SENEGAL: Squeezing more out of sesame

Thursday, February 26, 2009

The Senegalese government has invested millions of dollars in the past decade to revive sesame production, but the sector has been slow to develop. Yet as profits decline for the country’s main cash crops - peanuts and cotton - and Asia’s demand for sesame grows, some producers are reconsidering the abandoned crop.

Government agricultural advisor Khardy Ndiaye told IRIN farmers have been reluctant to cultivate sesame, but face more pressure to find a viable cash crop with higher food prices and lower profits. “We have to adapt. Tastes change. Prices change. So we, too, need to change,” she said.

In recent years, international prices for cotton and national subsidies for peanuts have decreased; fuel price increases have further eroded farmers’ profits.


But despite increased worldwide demand and potential profits for sesame, some farmers in Ziguinchor – capital of the southern Casamance region – have yet to take to sesame. “It is still considered only as a back-up crop here,” said Sihounké Diatta of the government’s local agricultural agency. “There is traditionalism [preference for other cash crops] and the price is not that good.”

He said farmers earn on average 20 US cents more per kilogramme for sesame in neighbouring Gambia. The coordinator for the Agriculture Ministry’s sesame sector, Maguèye Thioune, told IRIN that Gambia’s port, which is larger than Senegal’s, attracts more exporters willing to pay competitive prices.

Almost half of the world’s sesame comes from Africa, mostly east Africa, according to the UN Food and Agriculture Organization. Senegal generally contributes less than 0.1 percent to total exports.


In 2003 the Senegalese government invested US$3 million in sesame production to “improve food security and reduce rural poverty”, according to a government report. Government sector coordinator Thioune said since then, production has increased from 2,500 metric tons to an expected 38,000 mt in 2009.

But the actual yield for 2009 is much smaller, said Dakar-based analyst Sidy Niang. “I have visited all the production zones [in February 2009] and met with the farmers. The yield will not even reach one-tenth of this estimate.” He said the government’s estimate is based on the number of seeds it distributes, but up to 70 percent of the crop is lost before harvest time, mostly due to planting inappropriate seed varieties and insufficient seed drying at harvest.

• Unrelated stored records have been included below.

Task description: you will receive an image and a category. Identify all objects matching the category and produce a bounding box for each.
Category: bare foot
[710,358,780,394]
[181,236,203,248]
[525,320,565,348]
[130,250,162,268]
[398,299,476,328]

Government rural advisor Ndiaye told IRIN one reason so much of the crop is lost is that farmers use outdated methods. “The farmers think they know sesame planting, but they are using outdated, manual, time-consuming and labour-intensive practices.”

In 2008 the US Agency for International Development distributed 750 guides on sesame cultivation in French and in the country’s main local languages.


Saoudatou Sonko, a sesame grower in the south of Senegal, told IRIN prices are too low. “We work for nothing growing sesame. If Senegal wants us to really grow sesame, it needs to work with the Chinese [export company] so they bring up their prices because otherwise, people will give up. Why should we work just to make someone else rich?”

China’s Datong Enterprise (DTE) is the largest purchaser of Senegal’s sesame, and pays on average 50 cents per kilo and provides farmers with seeds on credit.

Both the government’s Thioune and analyst Niang said in order for farmers to get higher prices, they need to form farmer associations and demand better seeds from DTE.

“Sesame grows in most climate conditions, does not require much water, has an international market and can boost rural economies that have been battered by high food prices,” said Thioune. “It is a small grain. But it holds a lot of potential.”

But that potential is not tapped, said analyst Niang. “The country has factories that can process more than 4,000 mt of sesame into oil and other valuable products.” But Senegal currently processes only one percent of this amount, said Niang.

And when seeds are pressed for oil in Senegal’s factories, a lack of investment in needed chemicals means the equipment extracts only part of the oil available in the grain.